Vers un élargissement des acteurs ?

Dans ce pan­el, plus dis­cret mais promet­teur, Sin­gapour se démar­que par des bases solide­ment établies en matière d’infrastructures, une stratégie cohérente et une posi­tion à l’a­vant-garde sur la recherche et développe­ment, en par­ti­c­uli­er au niveau de la ville intel­li­gente. Par ailleurs, le pays favorise des mod­èles en accès libre, con­traire­ment aux États Unis qui optent davan­tage pour des mod­èles propriétaires.
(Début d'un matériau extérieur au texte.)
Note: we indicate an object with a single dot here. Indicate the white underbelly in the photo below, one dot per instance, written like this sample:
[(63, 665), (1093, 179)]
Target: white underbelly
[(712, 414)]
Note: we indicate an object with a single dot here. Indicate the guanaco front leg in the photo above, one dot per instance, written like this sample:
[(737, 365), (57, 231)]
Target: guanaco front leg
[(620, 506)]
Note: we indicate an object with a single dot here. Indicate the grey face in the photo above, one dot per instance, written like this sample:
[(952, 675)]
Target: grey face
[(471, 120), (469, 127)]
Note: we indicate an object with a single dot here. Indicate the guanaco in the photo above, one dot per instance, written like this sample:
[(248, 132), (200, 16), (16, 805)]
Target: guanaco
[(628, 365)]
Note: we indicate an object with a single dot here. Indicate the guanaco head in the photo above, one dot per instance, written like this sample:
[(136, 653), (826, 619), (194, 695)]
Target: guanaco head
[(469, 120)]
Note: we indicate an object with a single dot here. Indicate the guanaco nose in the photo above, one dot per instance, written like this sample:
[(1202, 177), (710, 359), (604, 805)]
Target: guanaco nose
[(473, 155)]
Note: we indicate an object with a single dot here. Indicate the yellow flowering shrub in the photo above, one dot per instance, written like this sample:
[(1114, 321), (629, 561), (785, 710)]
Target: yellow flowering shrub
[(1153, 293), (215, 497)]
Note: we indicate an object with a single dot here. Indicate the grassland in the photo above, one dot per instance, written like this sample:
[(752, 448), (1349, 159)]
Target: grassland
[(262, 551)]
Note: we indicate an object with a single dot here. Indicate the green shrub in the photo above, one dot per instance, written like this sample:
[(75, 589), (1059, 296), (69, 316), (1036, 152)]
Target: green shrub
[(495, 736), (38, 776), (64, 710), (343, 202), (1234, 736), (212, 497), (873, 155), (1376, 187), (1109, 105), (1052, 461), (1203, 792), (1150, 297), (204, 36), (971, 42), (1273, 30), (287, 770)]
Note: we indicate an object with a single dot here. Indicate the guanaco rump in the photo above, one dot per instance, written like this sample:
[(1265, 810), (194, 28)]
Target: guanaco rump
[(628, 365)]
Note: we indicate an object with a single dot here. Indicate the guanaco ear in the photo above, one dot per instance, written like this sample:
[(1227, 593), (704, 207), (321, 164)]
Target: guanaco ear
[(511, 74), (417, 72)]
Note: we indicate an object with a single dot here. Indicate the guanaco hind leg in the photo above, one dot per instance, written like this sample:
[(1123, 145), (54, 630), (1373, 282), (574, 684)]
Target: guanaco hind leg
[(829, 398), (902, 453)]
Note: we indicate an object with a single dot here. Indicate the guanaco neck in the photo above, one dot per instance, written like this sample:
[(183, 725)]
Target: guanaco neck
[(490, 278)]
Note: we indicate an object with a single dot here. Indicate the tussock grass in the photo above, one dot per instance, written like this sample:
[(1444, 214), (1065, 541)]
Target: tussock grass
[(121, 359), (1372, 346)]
Plus glob­ale­ment, si l’on regarde les classe­ments des pays les plus avancés dans le développe­ment de leurs capac­ités, une ten­dance est notable : près de la moitié du top 10 est occupée par des pays émer­gents (2023 Glob­al AI Vibran­cy Rank­ing). Dans une com­péti­tion rel­e­vant de tech­nolo­gies sophis­tiquées, cette ten­dance peut traduire une nou­velle forme de démoc­ra­ti­sa­tion de l’IA. Cette caté­gorie d’acteurs jouera prob­a­ble­ment un rôle de plus en plus décisif, et leur mon­tée en puis­sance ques­tionne sur les recom­po­si­tions à venir dans le paysage inter­na­tion­al de l’IA.

Enfin, les États ne sont pas les seuls maîtres du jeu.  Des forces majeures sont exer­cées par les entre­pris­es améri­caines, qui ont acquis des valeurs bour­sières équiv­a­lentes à cer­tains PIB du G7. À titre d’exemple, Ama­zon investit autant que la France en matière de R&D. Ces géants sont devenus des acteurs indis­pens­ables dans tous les forums inter­na­tionaux et béné­fi­cient d’une struc­ture ten­tac­u­laire – là où la struc­ture chi­noise demeure encore lim­itée dans son déploiement international.